Em 1788, ele foi contratado pela imperatriz russa Catarina 2ª. Na época, a Rússia estava envolvida em guerras com a Turquia no mar Negro, mas carecia de uma frota forte ou de oficiais experientes.

Jones foi promovido ao posto de contra-almirante e comandou mais de 14 navios russos. No verão daquele ano, “o americano tornou-se uma das principais figuras da batalha bem-sucedida da Rússia acerca da [fortaleza turca] Otchakov. Embarcações de sua frota participaram de um ataque-surpresa a uma flotilha turca e obrigaram um navio com 64 canhões a bordo a ficar atracado. Mais tarde, em uma troca de cartas com o Príncipe Potemkin [o favorito de Catarina, encarregado das campanhas russas no sul], Jones insistiu que foi sua ideia colocar a bateria secreta de artilharia (...) que mais prejudicou os turcos”, escreveu o historiador Igor Ivanenko (em russo).

No outono, após vários escândalos, Jones teve que partir para São Petersburgo, mas sua frota ainda conseguiu destruir um grupo de embarcações turcas. Um pouco mais tarde, na esteira de diversas campanhas navais bem-sucedidas e estrategicamente importantes, as forças russas capturaram Otchakov. Nessa época, Jones foi a Paris de férias pagas por dois anos, mas, enquanto estava lá, morreu repentinamente.

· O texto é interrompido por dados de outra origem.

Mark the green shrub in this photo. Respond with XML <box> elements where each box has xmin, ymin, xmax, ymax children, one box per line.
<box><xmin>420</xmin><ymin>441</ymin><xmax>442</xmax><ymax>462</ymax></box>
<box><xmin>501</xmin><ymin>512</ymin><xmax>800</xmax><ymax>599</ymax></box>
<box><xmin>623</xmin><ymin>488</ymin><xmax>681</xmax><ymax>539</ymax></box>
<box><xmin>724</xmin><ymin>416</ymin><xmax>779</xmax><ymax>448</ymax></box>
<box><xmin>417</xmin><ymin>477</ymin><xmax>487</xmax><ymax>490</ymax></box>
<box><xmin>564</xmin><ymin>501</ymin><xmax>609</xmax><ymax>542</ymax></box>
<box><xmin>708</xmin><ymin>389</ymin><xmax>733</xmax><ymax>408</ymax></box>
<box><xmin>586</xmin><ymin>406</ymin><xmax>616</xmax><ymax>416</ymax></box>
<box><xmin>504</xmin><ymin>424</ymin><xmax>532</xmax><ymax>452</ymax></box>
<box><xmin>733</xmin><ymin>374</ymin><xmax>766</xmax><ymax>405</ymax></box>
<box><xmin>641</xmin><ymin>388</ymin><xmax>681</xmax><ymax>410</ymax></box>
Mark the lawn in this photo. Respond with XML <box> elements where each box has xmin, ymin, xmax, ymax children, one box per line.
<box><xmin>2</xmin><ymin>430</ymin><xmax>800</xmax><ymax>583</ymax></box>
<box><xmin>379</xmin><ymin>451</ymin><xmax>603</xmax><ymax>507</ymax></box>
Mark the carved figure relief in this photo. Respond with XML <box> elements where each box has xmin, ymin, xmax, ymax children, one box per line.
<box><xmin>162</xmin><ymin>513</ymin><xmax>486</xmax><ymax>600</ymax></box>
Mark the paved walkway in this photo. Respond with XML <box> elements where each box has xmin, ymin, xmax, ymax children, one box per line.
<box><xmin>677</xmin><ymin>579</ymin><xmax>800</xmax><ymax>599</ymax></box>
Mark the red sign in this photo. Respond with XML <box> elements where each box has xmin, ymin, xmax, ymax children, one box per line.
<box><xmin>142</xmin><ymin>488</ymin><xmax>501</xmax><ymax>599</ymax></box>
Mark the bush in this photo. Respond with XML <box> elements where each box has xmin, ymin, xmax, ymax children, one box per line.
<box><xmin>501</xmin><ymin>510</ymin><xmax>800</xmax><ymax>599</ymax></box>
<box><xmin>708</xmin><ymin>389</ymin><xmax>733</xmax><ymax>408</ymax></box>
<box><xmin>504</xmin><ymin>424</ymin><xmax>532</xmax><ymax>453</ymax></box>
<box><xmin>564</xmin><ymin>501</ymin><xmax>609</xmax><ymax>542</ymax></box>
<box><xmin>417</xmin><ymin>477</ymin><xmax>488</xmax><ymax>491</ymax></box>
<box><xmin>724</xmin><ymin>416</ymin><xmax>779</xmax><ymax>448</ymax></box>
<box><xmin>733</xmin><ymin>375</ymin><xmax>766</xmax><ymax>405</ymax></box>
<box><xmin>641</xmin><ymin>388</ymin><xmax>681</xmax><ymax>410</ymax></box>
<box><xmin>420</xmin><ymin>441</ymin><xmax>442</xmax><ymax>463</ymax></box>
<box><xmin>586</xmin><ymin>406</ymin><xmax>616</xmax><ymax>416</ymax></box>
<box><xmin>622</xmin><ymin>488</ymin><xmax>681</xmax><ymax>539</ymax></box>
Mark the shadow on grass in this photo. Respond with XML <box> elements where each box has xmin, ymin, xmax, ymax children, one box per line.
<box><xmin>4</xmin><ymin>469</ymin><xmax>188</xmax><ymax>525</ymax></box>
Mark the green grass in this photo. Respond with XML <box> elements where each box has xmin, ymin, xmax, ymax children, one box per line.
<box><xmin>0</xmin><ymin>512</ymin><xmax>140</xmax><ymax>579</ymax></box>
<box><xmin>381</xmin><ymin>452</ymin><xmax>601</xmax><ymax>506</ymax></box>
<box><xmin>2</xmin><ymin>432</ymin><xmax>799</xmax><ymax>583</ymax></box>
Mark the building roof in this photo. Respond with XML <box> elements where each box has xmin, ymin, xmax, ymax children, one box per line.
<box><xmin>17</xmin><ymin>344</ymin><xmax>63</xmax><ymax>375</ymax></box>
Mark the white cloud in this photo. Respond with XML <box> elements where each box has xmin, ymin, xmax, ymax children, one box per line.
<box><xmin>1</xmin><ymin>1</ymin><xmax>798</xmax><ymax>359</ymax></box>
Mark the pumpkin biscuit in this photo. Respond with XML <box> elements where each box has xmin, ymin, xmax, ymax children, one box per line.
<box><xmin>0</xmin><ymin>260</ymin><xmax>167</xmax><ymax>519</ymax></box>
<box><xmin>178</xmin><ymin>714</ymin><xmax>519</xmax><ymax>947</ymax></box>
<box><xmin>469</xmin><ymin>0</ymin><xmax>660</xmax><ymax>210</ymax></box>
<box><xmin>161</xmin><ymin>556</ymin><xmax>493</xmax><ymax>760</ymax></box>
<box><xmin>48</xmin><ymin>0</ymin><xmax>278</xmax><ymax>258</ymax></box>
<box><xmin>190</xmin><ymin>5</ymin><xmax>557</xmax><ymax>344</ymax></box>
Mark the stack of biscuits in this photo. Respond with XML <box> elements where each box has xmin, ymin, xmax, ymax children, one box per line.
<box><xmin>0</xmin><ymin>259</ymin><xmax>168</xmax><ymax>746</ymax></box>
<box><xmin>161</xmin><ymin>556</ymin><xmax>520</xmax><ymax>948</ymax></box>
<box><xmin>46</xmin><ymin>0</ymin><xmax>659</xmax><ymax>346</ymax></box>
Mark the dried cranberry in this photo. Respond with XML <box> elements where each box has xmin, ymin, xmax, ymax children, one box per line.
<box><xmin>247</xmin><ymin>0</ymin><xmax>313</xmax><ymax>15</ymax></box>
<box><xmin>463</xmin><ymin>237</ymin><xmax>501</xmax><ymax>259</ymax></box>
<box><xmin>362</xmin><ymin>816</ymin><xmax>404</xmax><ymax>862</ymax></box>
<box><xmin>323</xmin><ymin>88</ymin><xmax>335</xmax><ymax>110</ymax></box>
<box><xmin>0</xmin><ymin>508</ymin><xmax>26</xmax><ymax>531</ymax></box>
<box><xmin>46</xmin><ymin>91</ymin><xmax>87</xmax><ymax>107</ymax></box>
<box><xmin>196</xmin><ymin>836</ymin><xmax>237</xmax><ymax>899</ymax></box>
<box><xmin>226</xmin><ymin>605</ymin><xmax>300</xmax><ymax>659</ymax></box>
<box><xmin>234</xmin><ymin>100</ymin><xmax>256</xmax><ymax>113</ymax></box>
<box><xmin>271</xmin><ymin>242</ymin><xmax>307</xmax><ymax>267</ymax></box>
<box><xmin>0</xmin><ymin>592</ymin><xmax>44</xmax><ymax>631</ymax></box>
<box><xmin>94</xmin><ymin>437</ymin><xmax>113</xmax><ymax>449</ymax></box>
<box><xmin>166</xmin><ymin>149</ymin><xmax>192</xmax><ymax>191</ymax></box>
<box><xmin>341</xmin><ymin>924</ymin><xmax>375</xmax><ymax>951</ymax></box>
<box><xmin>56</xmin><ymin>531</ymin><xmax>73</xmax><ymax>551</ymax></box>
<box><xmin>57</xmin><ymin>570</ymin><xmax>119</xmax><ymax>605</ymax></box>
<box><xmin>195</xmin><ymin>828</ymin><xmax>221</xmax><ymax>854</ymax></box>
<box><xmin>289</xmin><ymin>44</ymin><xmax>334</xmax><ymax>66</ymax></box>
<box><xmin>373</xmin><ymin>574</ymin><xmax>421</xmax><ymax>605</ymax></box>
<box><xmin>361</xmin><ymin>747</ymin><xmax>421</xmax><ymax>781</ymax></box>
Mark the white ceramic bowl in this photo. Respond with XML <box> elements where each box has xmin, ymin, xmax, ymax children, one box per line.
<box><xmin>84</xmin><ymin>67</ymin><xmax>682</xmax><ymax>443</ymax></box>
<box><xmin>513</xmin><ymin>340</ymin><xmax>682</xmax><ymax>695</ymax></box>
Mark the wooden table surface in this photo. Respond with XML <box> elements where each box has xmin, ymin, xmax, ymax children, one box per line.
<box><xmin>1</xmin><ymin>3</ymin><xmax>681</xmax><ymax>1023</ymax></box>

Um herói grego e suas dez embarcações

Assim como John Jones, Lambros Katsonis foi um herói revolucionário apenas na luta nacional grega contra os turcos. Por algum tempo, e parcialmente sob o comando de Jones, Katsonis integrou as fileiras russas e participou das guerras russo-turcas.

Em 1788, o pirata grego foi enviado para Trieste, que era então um porto austríaco no Mediterrâneo. Lá, comprou uma embarcação, a qual deu o nome “Minerva do Norte” em homenagem a Catarina 2ª. Depois de várias campanhas de sucesso, ele logo expandiu sua frota para dez navios que foram apreendidos dos turcos. Sob sua posse, esses navios representavam uma ameaça real para o Império Otomano no Mediterrâneo. Naquela época, a Rússia não era capaz de enviar seus próprios navios porque se envolveu simultaneamente em outra guerra, desta vez com a Suécia. Como resultado, a frota de Katsonis era a única presença naval russa na região.

“Sabe-se em toda a Turquia que o Arquipélago está repleto de navios russos, mas na realidade não há corsários no Arquipélago além de mim e dez dos meus navios”, escreveu Katsonis em um relatório ao príncipe Potemkin, citado pelo historiador Aleksandr Chirokorad em seu livro “Piratas Russas”. Sua frota era tão forte que os piratas conseguiram até capturar uma fortaleza turca em uma das ilhas.

Em 1790, a frota unida turca-argelina derrotou Katsonis, mas ele continuou a lutar. Quando a Rússia assinou um tratado de paz com os turcos dois anos depois, Katsonis ficou furioso porque a Grécia não foi mencionada no documento. Ele liderou a luta por conta própria por algum tempo, mas acabou voltando para a Rússia.